Celtic’s memorable Champions League victory over Barcelona on Wednesday received widespread acclaim in Spain.
After Barça had been beaten 2-1 inside a stadium which heaved with noise and emotion from start to finish, club captain Xavi Hernández was generous in his praise for the 60,000 fans who had helped celebrate the Scottish club’s 125th anniversary.
“This stadium is a marvel, the fans, the people, how they support their team,” Xavi told Spanish TV station Canal Plus after the game. “It is an example for every team.”
The Catalan club’s coach Tito Vilanova said he had never been involved in a game played in similar surroundings.
“The stadium was spectacular,” Vilanova said. “I have been lucky in my career to have been to lots of stadiums, but I have never seen anything like it. This was their 125th birthday and I wish them many more years.”
The media in Spain were also impressed. Catalan daily Mundo Deportivo, in an article headlined ‘Braveheart versus Barca’, praised the earth-moving support of the Celtic fans.
“Barça was the guest of honour for Celtic’s birthday party,” wrote Joan Poquí. “It is difficult to imagine that this team could lose games in this old and endearing stadium. The fans did not stop jumping, singing, shouting. It is no myth, the stadium, literally, shook.”
A feature in Madrid-based daily Marca claimed that Celtic’s “12th man” literally raised up their players.
“There is perhaps no greater home pitch advantage in all of football than a Celtic home match at Celtic Park,” claimed Arch Bell. “The Celtic Park faithful... standing on their feet, seemingly lifted Victor Wanyama above the Barcelona defence to smack Charlie Mulgrew’s corner past Víctor Valdés... When Tony Watt doubled the margin in the 83rd minute, the eruption on the east end of Glasgow could have registered on the Richter scale.”
The match report from Madrid-based AS also mentioned the laws of nature, and said that Vilanova had been punished for trying to defy them.
“Barcelona’s skill and possession was no use against Scottish height and speed,” Santi Giménez deduced.
“You can play very good football, but physics is physics and its laws are very strict. Barça have broken them before, but yesterday they crashed headlong into various basic principles and lost.”
Covering the match for Spanish TV, former Ireland striker Michael Robinson also alluded to the physical advantages which Celtic exploited when describing the leap of Wanyama (6’ 2”) over visiting defender Jordi Alba (5’ 6”) for the opening goal. “It was like taking candy from a baby,” Robinson said. “Barcelona just cannot defend that.”
Juan Cruz in AS was a bit less gracious, claiming Celtic’s machine-like power had crushed the Catalans’ more dainty artists. “Celtic are a type of steamroller put on the field to destroy any attempt by the opponent to raise the tone of the game,” wrote Cruz, a Barca fan and one of the country’s most respected cultural critics.
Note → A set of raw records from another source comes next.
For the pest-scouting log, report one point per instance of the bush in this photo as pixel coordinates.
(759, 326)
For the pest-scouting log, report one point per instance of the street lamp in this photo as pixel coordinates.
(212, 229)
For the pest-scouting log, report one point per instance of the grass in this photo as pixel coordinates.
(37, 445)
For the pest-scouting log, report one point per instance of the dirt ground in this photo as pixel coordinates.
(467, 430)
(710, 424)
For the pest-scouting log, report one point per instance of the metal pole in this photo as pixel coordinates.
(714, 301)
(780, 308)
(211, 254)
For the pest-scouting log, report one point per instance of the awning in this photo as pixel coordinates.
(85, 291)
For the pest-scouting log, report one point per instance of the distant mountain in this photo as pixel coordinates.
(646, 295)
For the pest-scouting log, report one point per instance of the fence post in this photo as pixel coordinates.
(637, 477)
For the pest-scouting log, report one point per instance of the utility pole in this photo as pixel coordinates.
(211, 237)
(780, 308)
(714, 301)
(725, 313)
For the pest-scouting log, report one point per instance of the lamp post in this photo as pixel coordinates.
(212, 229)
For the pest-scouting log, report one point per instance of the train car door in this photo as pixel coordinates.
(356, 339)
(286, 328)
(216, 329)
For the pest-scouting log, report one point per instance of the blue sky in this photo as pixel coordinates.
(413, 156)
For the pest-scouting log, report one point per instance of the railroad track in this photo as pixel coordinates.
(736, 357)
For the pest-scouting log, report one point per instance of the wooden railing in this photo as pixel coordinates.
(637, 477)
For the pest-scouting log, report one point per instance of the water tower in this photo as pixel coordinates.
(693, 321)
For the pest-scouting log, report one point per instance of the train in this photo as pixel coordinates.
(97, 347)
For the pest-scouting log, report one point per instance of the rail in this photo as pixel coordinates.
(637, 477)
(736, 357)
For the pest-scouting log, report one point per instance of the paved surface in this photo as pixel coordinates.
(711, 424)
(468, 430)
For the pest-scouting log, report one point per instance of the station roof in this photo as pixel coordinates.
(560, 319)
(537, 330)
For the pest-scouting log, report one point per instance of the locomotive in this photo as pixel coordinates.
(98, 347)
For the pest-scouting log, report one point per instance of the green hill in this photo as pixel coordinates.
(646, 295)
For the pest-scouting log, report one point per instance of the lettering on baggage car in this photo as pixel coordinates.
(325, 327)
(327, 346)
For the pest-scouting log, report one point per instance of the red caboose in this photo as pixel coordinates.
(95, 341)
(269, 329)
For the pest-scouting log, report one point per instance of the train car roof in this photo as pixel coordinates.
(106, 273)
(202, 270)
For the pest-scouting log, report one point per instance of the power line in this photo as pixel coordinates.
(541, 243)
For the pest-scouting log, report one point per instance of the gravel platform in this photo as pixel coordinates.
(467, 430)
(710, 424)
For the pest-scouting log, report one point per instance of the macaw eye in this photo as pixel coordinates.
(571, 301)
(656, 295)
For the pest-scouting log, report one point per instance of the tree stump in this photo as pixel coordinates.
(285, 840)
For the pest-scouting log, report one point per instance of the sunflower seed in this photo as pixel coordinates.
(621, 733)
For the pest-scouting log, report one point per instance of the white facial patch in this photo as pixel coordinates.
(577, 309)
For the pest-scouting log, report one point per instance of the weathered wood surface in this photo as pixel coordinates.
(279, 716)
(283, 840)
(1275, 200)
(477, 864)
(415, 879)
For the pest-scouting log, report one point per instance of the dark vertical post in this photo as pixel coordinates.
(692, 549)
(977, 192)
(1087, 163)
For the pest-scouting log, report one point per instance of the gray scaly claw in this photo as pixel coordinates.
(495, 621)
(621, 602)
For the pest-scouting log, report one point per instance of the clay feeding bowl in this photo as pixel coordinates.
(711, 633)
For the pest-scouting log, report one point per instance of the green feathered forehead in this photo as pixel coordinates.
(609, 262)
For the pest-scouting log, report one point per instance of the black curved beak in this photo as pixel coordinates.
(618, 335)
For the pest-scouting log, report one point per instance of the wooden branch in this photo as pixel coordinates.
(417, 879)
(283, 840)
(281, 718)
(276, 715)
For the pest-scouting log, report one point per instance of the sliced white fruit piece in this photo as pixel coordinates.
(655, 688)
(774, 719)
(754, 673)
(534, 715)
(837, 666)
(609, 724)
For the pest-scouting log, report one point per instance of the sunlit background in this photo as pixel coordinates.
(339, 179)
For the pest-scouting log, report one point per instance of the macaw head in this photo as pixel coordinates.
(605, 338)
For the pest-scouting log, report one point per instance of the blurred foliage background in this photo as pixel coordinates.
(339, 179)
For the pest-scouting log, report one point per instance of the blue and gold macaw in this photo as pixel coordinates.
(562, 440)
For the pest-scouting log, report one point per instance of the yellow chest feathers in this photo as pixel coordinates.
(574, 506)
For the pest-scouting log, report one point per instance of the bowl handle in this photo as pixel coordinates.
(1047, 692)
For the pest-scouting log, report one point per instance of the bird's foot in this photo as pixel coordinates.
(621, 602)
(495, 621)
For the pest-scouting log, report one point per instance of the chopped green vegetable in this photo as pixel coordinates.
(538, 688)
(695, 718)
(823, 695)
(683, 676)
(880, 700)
“Barça tried to play football in a way fitting for this competition. But Celtic, like bad luck, were remorseless.”
Joan Josep Pallás was calmer in Mundo Deportivo, praising Celtic keeper Fraser Forster, but remembering that Barca still topped Group G. “It was not Barça’s best game, but it was not one to make you tear up your ticket,” Pallás reasoned. “If we had to lose a game, it was better to lose this one.”